Conflating the value chain for digital learning content?
Five years ago, in the Summer of 2003, the Department for Education and Skills published a document entitled ‘The Value Chain for Digital Learning Content in England’.
The purpose of the document was
to provide a commonly understood model and language for the Digital Learning Content market in England. It represents the value that is added to digital learning content through the key stages from conception to use. It also depicts the key roles undertaken by organisations involved in these stages (p.3).
The document focuses on a linear model of economic value throughout the chain.
So, why are we revisiting it now? Well, a lot of water has passed under the bridge since then. The report was commissioned as part of the Curriculum Online Programme – COL has since come and gone, and is widely regarded in some quarters as not having fulfilled its potential as a ‘content marketplace’.
But more significant are the rapid changes in technology that have and are impacting on the so-called economic value chain for digital content.
It’s worth revisiting some key elements of the original document; it provided a summary of the top level Value Chain, where digital learning content flows through stages, with actors at each stage (in bold) adding more value and creating a new ‘output’. In brief:
1. Education Needs Market Analysts take policy objectives, educational aims and performance data (as Curriculum Information) and Management Information and Usage Feedback from the use of digital learning content from learners, teachers and parents.

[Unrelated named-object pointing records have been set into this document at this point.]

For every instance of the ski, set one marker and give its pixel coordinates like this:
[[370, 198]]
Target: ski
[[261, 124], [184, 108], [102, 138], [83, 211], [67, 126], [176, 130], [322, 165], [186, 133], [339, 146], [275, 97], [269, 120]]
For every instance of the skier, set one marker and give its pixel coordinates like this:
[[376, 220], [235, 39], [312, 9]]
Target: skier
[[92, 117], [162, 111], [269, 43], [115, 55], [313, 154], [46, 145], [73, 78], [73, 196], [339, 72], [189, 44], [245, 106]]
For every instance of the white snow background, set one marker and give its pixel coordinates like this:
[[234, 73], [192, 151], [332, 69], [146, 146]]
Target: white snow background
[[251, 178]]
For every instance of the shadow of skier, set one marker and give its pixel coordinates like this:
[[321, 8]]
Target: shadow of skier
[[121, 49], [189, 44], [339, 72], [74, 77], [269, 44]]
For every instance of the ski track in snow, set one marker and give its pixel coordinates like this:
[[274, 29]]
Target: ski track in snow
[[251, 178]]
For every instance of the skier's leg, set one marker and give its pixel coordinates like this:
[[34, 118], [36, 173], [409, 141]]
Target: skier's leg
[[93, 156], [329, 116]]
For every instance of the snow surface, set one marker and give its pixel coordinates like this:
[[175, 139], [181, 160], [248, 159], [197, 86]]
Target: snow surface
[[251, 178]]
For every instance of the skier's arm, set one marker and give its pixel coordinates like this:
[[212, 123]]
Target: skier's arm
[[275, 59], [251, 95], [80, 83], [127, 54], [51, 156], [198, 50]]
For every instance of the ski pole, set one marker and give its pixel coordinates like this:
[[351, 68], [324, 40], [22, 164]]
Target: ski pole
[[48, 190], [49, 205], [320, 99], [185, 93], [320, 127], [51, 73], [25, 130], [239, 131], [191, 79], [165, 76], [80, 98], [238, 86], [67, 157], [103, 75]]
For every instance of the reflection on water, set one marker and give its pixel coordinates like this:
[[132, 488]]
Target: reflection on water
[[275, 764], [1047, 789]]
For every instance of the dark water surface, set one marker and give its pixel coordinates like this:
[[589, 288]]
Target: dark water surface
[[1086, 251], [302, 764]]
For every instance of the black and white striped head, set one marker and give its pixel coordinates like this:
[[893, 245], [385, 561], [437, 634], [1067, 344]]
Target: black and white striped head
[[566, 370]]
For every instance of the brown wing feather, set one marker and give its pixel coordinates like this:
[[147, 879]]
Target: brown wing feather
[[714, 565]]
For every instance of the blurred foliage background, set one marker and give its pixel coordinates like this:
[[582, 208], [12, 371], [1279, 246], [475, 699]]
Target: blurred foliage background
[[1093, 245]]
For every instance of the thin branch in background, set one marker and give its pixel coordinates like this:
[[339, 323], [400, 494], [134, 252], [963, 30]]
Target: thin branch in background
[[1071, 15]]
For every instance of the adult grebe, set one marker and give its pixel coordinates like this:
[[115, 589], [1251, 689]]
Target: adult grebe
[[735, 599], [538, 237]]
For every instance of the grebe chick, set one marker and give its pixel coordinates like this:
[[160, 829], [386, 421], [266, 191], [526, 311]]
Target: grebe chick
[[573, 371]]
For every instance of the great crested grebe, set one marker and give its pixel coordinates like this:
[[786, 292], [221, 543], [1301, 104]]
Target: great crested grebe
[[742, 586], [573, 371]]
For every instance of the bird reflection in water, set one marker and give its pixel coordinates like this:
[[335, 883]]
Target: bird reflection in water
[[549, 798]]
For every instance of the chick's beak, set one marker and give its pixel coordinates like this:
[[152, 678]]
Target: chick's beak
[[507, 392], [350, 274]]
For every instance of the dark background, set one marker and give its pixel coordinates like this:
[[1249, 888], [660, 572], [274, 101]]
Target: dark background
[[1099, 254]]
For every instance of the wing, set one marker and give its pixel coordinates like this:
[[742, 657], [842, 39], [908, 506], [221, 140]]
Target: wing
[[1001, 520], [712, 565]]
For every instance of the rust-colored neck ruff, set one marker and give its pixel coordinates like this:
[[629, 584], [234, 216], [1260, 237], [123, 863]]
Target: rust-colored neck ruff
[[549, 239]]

They identify gaps between policy objectives and actual performance. These are then fed into the Commissioner as Unmet Needs.
2. The Commissioner takes this input and provides a Commissioned Brief that addresses the Unmet Needs to the Producer.
3. The Producer takes a Commissioned Brief and, through a combination of Existing Content acquired from Rights Owner(s) and newly created content and various production processes, delivers Produced Content to the publisher.
4. The Publisher takes the Produced Content and publishes it through a combination of the use of their brand (in the role of Imprint Owner) and by cataloguing it as a product for sale (in the role of Product Cataloguer) as Published Content.
5. In the broadest sense, the role of a Retailer in the market is to take Published Content and ‘take it to market’ and thereby enable it to be Acquired Content by customers. Whether purchased or unpaid for, it is released in some way, possibly without restriction or alternatively subject to registration or other licence conditions.
6. Once customers have Acquired Content, the role of the Fulfilment Agent is to get the product physically to the end user as Delivered Content.
7. Physically Delivered Content can then be used by an Educator to transfer knowledge, skills and understanding to learners.
As a linear economic value chain, this model appears to stand the test of time and a lot of valuable digital learning content is being produced and delivered within this framework.
However, what has changed in the meantime is the emergence of enabling technologies that effectively support every stage in the value chain in one place.
More specifically, the evolution of Web2.0 style services and Web Applications means that we have a scenario where this entire value chain is conflated and compressed so that a single individual can fulfil each stage and role within a matter of minutes. And this can all be done from within the end users’ own ‘delivery environment’ i.e. through the web browser.
As an example, a teacher is working with a browser-based learning platform that is pre-loaded with the necessary curriculum information. Using a re-use tool (e.g. Magic Studio Pro!), the teacher can select raw assets (freely available and copyright-cleared) that they want to use to prepare or create digital learning content. Whilst they are building the resource on the interactive whiteboard in the classroom it is also delivered simultaneously to learners, providing an immediate feedback loop. When they are happy to do so, the teacher chooses to ’share’ these same resources with other teachers for them to re-use. All from within the same browser pages.
So, they assess the learning requirement, commission and produce the resource, provide it to learners and take their feedback, publish and deliver it to the market. In the space of a few minutes.
As an alternative model, this offers the potential for empowerment, flexibility, sustainability and all very cost-effective and time-efficient.
The value chain for digital learning content in today’s Web2.0 world is more relevant than ever … it’s just that now we can all participate to a much greater extent than previously in each stage and role – and we can conflate it all down into a process of a few minutes. Doing so therefore gives the end user much greater control and influence. The value chain becomes a value-for-money chain.